Entonces, mis hermanas y yo, nos fuimos a la cama a esperar. Y nos dormimos,
claro que sí, pero en nuestras mentes una especie de sueño colectivo nos atrajo
hacia la búsqueda de la “verdad”. Entonces, sin conciliar el sueño, escuchamos sus
cuchicheantes voces. Algo decían y paramos las orejas; pero no alcanzamos a
saber lo que decían. Vimos entonces que salían al corral. Y cerramos
aparentemente los ojos.
De
pronto el calor y la luz del fuego nos levantaron. Dormíamos y escuchamos los
gritos de los vecinos de la Cerrada de Cuauhtémoc, en el Barrio de Cristo Rey
—cerca de los tanques—, que gritaban “¡Auxilio!” y pedían a todos que
saliéramos de nuestras casas porque el expendio de Petróleo se incendiaba. Y
daba el caso que nosotros vivíamos en una casa contigua. Y salimos sólo para
ver que el Infierno estaba allí. El fuego se alzaba hasta las nubes y el humo
sofocaba nuestros pulmones. Vimos, en todo caso, la amenaza. La casa de al lado
ardía y la nuestra estaba a punto de prenderse. Ardía cada vez más. Los “tambos”—que
eran muchos— eran el combustible que lograba que esa noche se iluminara.
Salimos
y la calle estaba llena de gente. Sus gritos eran delirantes. Nosotros,
enmudecidos, no dijimos ni una palabra. Casi en cueros, como la mayoría de los
vecinos, éramos como ánimas del Purgatorio.
Salimos,
ya que no escuchamos nada, al corral. Vimos que en la barda que daba al
cominito que conducía hacia los tanques de agua, estaba una de las escaleras
más altas que tenía mi padre. Roja como era, llegaba hasta lo más alto, casi
alcanzaba las estrellas, porque era una noche estrellada. En el alto cielo
había estrellas, como aquellas que vimos una vez a las tres de la madrugada,
cuando fuimos despertados por nuestros padres para verlas ir de un lado del
cielo hacia otro: fugaces como eran, nos sorprendieron a más no poder. Yo me
recuerdo mirando el cielo sin entender. Aún no llegaba el saber de la ciencia a
mi vida. Entonces miré maravillado. El cielo se movía y las estrellas —que siempre
las creí fijas— cruzaban el firmamento de manera rapidísima.
Las
flores de la solitaria clavellina me recordaron esa noche de estrellas fugaces.

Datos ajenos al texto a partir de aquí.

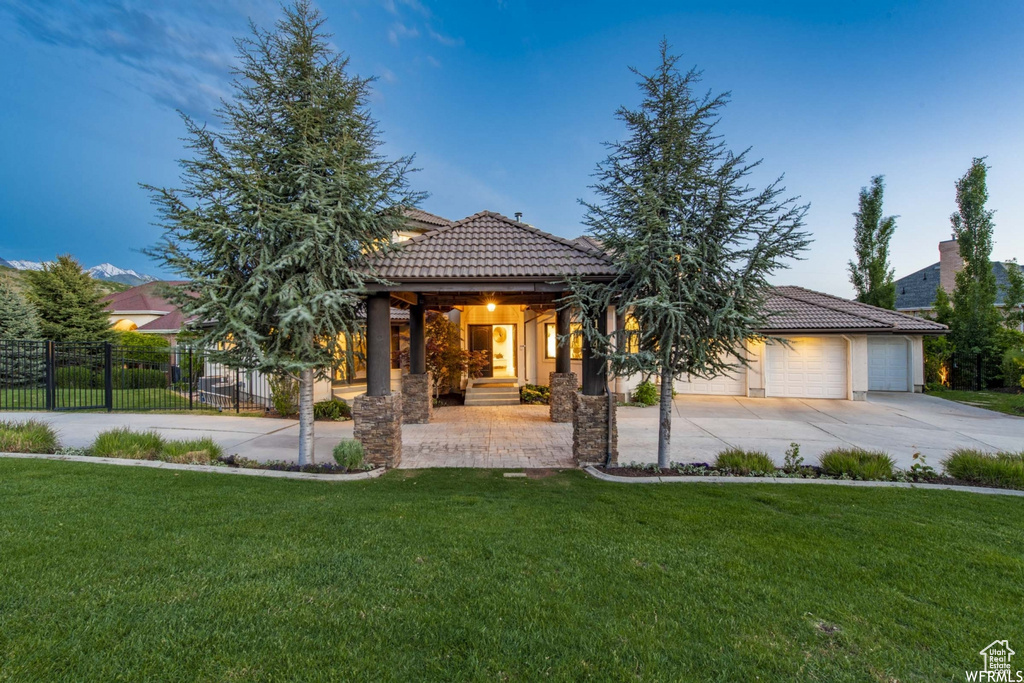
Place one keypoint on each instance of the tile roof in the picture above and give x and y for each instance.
(799, 308)
(916, 291)
(489, 246)
(421, 216)
(143, 297)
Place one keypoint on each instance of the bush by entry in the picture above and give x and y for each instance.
(465, 574)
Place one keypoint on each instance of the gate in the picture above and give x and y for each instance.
(91, 376)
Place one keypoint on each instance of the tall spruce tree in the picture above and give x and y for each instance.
(69, 302)
(870, 273)
(975, 319)
(281, 205)
(693, 243)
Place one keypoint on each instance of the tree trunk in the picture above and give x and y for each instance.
(665, 420)
(306, 455)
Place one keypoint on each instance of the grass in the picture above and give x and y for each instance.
(28, 436)
(1011, 403)
(744, 462)
(857, 463)
(123, 442)
(459, 574)
(1003, 469)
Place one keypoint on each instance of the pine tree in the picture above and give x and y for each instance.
(69, 302)
(20, 365)
(870, 273)
(281, 206)
(692, 242)
(975, 318)
(1013, 297)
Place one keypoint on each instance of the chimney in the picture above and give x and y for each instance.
(949, 264)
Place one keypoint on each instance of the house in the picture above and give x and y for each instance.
(143, 308)
(915, 293)
(500, 279)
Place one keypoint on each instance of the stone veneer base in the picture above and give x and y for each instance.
(563, 386)
(590, 429)
(378, 427)
(417, 407)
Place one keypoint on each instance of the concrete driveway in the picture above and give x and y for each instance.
(520, 435)
(901, 424)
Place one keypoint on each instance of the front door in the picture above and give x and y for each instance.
(480, 340)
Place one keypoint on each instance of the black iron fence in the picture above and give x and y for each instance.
(964, 372)
(85, 376)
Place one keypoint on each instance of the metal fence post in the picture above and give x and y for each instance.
(108, 377)
(50, 376)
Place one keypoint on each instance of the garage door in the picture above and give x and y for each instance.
(723, 385)
(810, 368)
(887, 364)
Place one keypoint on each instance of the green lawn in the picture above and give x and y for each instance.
(124, 573)
(1011, 403)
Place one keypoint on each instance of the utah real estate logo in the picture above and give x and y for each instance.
(997, 667)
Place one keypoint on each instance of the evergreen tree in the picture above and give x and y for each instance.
(975, 318)
(17, 317)
(693, 243)
(1013, 298)
(870, 273)
(20, 365)
(69, 302)
(281, 206)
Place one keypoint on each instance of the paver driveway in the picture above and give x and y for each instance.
(521, 435)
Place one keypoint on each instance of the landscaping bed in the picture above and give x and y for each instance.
(964, 467)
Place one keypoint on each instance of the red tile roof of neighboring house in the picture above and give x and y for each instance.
(488, 245)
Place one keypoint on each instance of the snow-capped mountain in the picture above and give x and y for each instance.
(110, 271)
(105, 271)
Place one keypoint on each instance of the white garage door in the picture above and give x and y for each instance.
(810, 368)
(887, 364)
(723, 385)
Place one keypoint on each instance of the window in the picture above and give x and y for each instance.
(395, 348)
(551, 337)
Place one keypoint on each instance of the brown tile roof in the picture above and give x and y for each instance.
(799, 308)
(421, 216)
(487, 246)
(143, 297)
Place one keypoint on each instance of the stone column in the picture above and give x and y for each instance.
(563, 386)
(591, 429)
(417, 402)
(378, 427)
(377, 414)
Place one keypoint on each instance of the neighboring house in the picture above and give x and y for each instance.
(144, 309)
(915, 293)
(501, 279)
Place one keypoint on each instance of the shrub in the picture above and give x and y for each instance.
(28, 436)
(123, 442)
(333, 409)
(1001, 469)
(348, 454)
(858, 464)
(742, 462)
(284, 394)
(535, 394)
(645, 393)
(192, 452)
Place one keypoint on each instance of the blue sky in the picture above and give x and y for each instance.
(506, 104)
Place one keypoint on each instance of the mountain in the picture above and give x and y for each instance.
(104, 271)
(111, 272)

El árbol, que estaba en el interior de los tanques de agua, era como un
surtidor de estrellas, y allí me gustaba ir, porque vivía a un salto de barda. Esa
flor —al igual que las estrellas— me maravillaba: me recordaba a las fugaces
chispas que surgían del fuego la noche que se incendió el depósito.
Porque
luego de que sofocaron las llamas de la casa y el expendio, algunos valientes
hombres se apostaron y, de alguna forma que ya no recuerdo, uno a uno rodaron
los barriles en llamas calle abajo, logrando una imagen siniestra. Los barriles
rodaban y en su trayecto daban saltos en el empedrado, uno tras otro, uno detrás
de otro: lo terrible es era que se dirigían a la bocacalle, donde un mar de
gente allí estaba. Yo, entonces, cerré los ojos, luego los abrí. Mis hermanas y
yo, al escuchar el silencio de la casa, nos levantamos. Fuimos al corral y
vimos la escalera. Sospechamos. Y sin ir a dormir estuvimos hasta que, como en
algunas postales de Navidad, vimos bajar a mi madre y a mi padre cargando un
costal. Supimos que eran los juguetes, nuestros regalos. Lentamente bajaron y,
acto seguido, muertos de risa nos fuimos a la cama. Habíamos descubierto que
no, que no era Santa o el Niño quienes traían los regalos. La infancia había
perdido su inocencia: yo tenía cuatro años y fue cuando vi mi primera lluvia de
estrellas, el primer gran incendio de mi vida y el florecimiento del árbol de
clavellinas…
De
todo aquello solamente —quiero creer— queda la clavellina floreciendo cada
temporada. Quizás esa roja flor es el centro de los recuerdos de esas imágenes
que alguna vez impactaron mi vida, siendo apenas yo un niño, muy niño, cuando
era inocente y el fuego, las estrellas y el descubrimiento de quién traía los
regalos la noche de Navidad a casa eran ellos, nuestros padres.
¿Lo
que se pierde en la infancia; el fuego arde en las calles; las fugaces
estrellas que describe las líneas de nuestro destino, son la flor, es la vida?